Members of the city’s Public Works Department team, led by forestry supervisor Jack Mitz, are working daily throughout the city identifying trees at risk as well as treating others that are not infested. Their efforts, as City Manager Doug Krieger puts it, are keeping Naperville “ahead of the curve.”

“Unlike some other cities, we jumped ahead of the curve and began treatment before a lot of other cities did, and this has really helped maintain our urban forest,” Krieger said. “Some people waited one or two years before doing anything and by then, it’s too late. A lot of places have had to treat this with chainsaws.”

The ash borer problem dates back to 2008. At the time, there were 17,300 parkway ash trees in Naperville. According to Christine Schwartzhoff, operations team leader for the Public Works Department, the number today stands at around 15,000 or a 14 percent loss over the past six years due to the borer.
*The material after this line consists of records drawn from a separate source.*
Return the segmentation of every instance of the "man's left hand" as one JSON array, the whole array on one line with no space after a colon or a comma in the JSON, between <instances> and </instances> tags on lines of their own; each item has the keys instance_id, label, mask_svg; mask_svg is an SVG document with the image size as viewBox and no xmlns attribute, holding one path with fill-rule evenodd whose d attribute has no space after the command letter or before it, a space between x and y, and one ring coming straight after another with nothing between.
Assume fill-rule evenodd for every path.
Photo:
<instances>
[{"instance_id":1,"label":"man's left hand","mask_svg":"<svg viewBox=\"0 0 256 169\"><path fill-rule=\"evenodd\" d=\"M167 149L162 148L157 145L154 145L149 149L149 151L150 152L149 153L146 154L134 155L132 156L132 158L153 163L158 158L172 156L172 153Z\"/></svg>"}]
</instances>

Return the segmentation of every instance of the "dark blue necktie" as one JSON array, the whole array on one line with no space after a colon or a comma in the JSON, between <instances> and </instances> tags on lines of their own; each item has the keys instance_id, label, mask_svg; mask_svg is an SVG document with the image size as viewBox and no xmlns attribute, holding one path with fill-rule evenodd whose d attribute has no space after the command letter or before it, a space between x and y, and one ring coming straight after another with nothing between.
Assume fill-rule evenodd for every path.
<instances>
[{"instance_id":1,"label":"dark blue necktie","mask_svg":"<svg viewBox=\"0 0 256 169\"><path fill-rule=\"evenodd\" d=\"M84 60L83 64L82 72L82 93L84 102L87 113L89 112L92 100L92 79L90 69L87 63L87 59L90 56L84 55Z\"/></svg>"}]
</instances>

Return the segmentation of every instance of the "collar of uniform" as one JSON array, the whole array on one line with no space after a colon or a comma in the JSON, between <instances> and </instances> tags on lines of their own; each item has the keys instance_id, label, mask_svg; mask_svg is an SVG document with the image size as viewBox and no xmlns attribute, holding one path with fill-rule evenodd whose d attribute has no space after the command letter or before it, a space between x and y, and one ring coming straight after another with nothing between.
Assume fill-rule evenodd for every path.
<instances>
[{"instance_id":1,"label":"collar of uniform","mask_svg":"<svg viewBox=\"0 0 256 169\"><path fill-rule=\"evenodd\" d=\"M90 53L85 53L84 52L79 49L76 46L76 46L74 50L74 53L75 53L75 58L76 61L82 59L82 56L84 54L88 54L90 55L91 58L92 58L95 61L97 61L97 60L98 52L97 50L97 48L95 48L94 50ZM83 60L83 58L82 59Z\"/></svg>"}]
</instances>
“Last year, the city removed 700 ash trees,” Schwartzhoff said. “In the past two years, removals have essentially leveled off to around 700 to 800 per year.”

Treating trees before they are infested has proven to be effect. Mitz said that while trees in the eastern portion of Naperville have held up better than those in the western portion, the number of losses at this time “is manageable.”

“We have been using a product that has been very effective on large trees, but less so with smaller ones,” he said. “Certain neighborhoods seem to be effected more than others. We monitor trees and check all of them and those that are rated ‘poor’ or ‘dead’ are removed.”

Mitz confirmed that around 700 to 800 trees will be lost again this year. He describes the number as “manageable and not overwhelming.”

“It’s not like we have dead trees all over the place,” he said. “We’re still in the mindset of treating those trees that are healthy.”

Schwartzhoff said that the current mortality rate for ash trees here in Naperville “is counter to the exponential mortality curve” experienced elsewhere, thanks to the effective treatment of healthy trees.

“The science has shown that untreated tree populations will start off losing trees slowly and then deaths will grow exponentially, eliminating the entire population in a few short years,” she said. “Basically at this point, Naperville should be seeing dead trees in the thousands, not hundreds.”

Naperville is spending $475,000 on emerald ash borer treatments in 2014. All healthy parkway ash trees are getting treatment with insecticides Xytect (imidacloprid), Safari (dinotefuran) or Tree-Age (emamectin benzoate), Schwartzhoff said. Overall, the Tee-Age treatment has proven to be the most effective.

“In the two years since we started treating comprehensively, only 1 percent of those treated with Tree-Age were removed,” she said.

The biggest lingering problem seems to be those trees located on private property where treatment is the homeowner’s responsibility.

“We do have places in the city where, as I noted, things have not held up as well, and there are a lot of dead trees,” Mitz said. “The thing is, this ends eventually as there is only so much food and there is this huge production of (borers) and then the population crashes. The (borers) are still around, but then things kind of back off.”